Lovers Electric waren bereits im Vorprogramm von O.M.D. als auch von Hurts zu sehen. Zwei Bands, in deren Umfeld sich die beiden Australier sicherlich wohlgefühlt haben. Musikalisch gesehen trennen sie keine Welten. Allesamt sind sie in den Achtzigern hängengeblieben oder, da noch zu jung, haben sich auf die Achtziger zurückbesonnen. Eine weitere Gemeinsamkeit: Alle drei Bands bestehen zur Hauptsache aus zwei Protagonisten. Andy McCluskey und Paul Humphreys sind die beiden Köpfe hinter Orchestral Manoeuvres In The Dark, Theo Hutchcraft und Adam Anderson ziehen bei Hurts die Strippen und Lovers Electric, das sind Eden Boucher und David Turley – mit dem feinen Unterschied, dass Boucher und Turley als einzige den gemeinsamen Bund der Ehe geschlossen haben.
Boucher sagt, dass Cindy Lauper einen sehr großen Einfluss auf sie hatte: „So wie wahrscheinlich jede starke Frau, die sich künstlerisch betätigt. Ich mag starke Frauen, die nicht so tun müssen, als wenn sie jemand anderes wären oder die bei jedem gesungenen Ton darauf achten, ob sie dabei auch toll aussehen.“ Lauper ist auf dem Debütalbum „Impossible Dreams“ weit weniger präsent wie ihre Landsfrau Kylie Minogue, die man in „Hearts Jaded“ in ihrer Stimme heraushören kann.
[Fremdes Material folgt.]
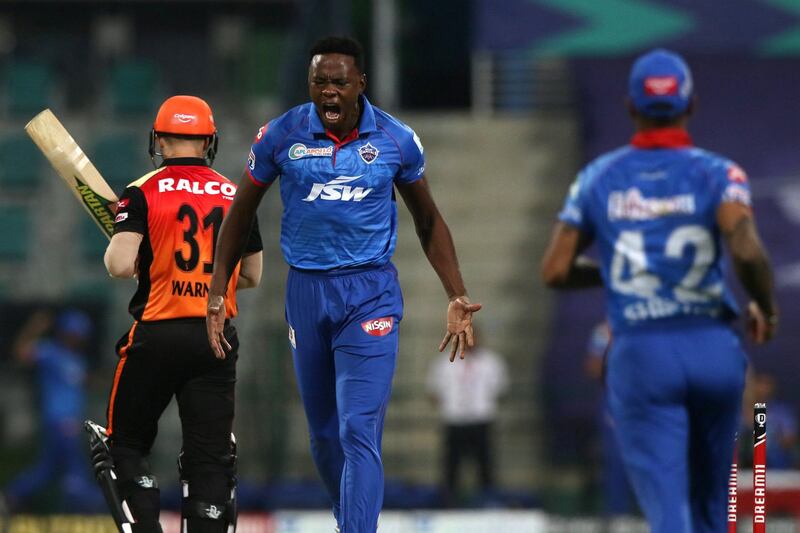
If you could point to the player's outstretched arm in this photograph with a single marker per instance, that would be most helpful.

Lovers Electric klingen trotz des immensen Achtziger-Einflusses nicht plastisch. Die Lieder sind lebendig und abwechslungsreich. Boucher und Turley gehen mit viel Selbstbewusstsein zu Werke. Wen wundert das, wenn sie mit 15 Jahren Australien in Richtung Großbritannien verlassen hatte, um mit ihren Schwestern Theater zu spielen. Danach, immer noch nicht volljährig, gründete sie ein Modelabel, deren Kleider sie heute noch zur Schau trägt.
Turley wiederum hatte mit 16 seine erste Band, tourte mit der über die britische Insel und lernte dabei seine heutige Ehefrau kennen. Lovers Electric ist die Geschichte zweier Frühreifer, die ihr Leben schnell in die eigene Hand genommen haben. Sie haben klare Vorstellungen, was sie wollen, und entgegen manch anderer sogenannter Electropop-Sensationen der vergangenen Jahre, offenbaren ihre Kompositionen ein beachtliches Hit-Potenzial. Die Melodien sind eingängig, ohne kitschig und pseudo-nostalgisch zu sein. Man sollte keinesfalls den Fehler begehen, dieses Album fix durchzuhören und abzuhaken. Erst beim zweiten oder dritten Durchlauf werden all seine Geheimnisse, wird all seine Schönheit erkennbar. Und am Ende beglückt einen immer wieder die Ballade „Keep The Fire Burning“.